Plenty of people will argue that reading a hard copy is much more enjoyable than reading a digital copy. Perhaps they’re right. But the devastating ecological impact of printing newspapers should compel them to consider the matter from a different perspective. Instead of appealing to their personal pleasure they should favor planetary health because if humans keep sabotaging the planet’s immune system their personal pleasure will become their personal pain of boiling in a toxic cocktail on a scorched crust.
Just the New York Times Sunday edition alone produces eight million pounds of waste paper on average.

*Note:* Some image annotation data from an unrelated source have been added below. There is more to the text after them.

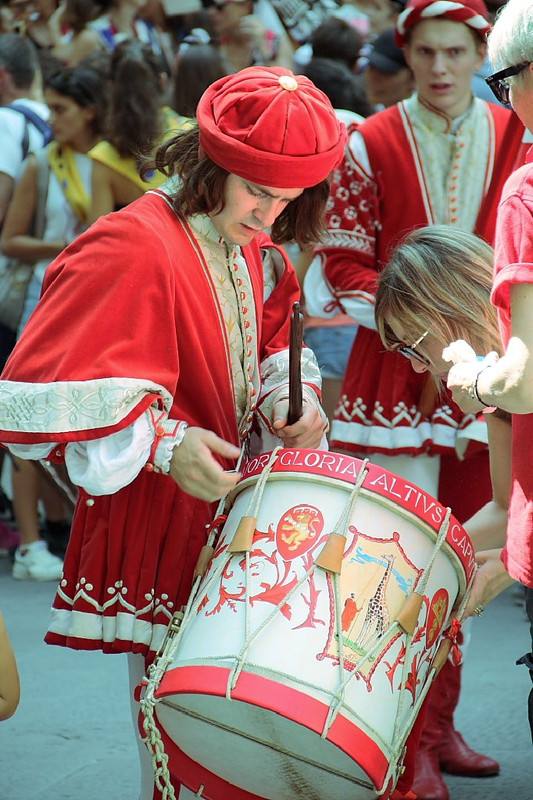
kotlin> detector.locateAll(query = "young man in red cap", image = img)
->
[306,0,523,800]
[0,67,346,800]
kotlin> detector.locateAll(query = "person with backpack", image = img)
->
[1,66,107,581]
[0,33,51,365]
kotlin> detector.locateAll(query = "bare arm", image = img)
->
[88,161,144,224]
[0,613,20,720]
[0,172,15,227]
[465,414,512,552]
[1,158,66,263]
[448,283,533,414]
[52,28,102,67]
[87,161,115,225]
[465,415,513,617]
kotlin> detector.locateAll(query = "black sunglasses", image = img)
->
[485,61,531,105]
[390,331,431,367]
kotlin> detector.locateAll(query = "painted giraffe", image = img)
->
[357,553,395,645]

In contrast, The New Political produces zero pounds of waste paper per year. And while yuppies prefer a fat pulpy log of ads called the New York Times, the planet prefers The New Political.


1 Comments
Minus his shot at New York Times readers at the end, and the paper itself, I for once agree almost entirely with this author on a post of his. The rareness of that occurrence prompted me to add a comment noting it.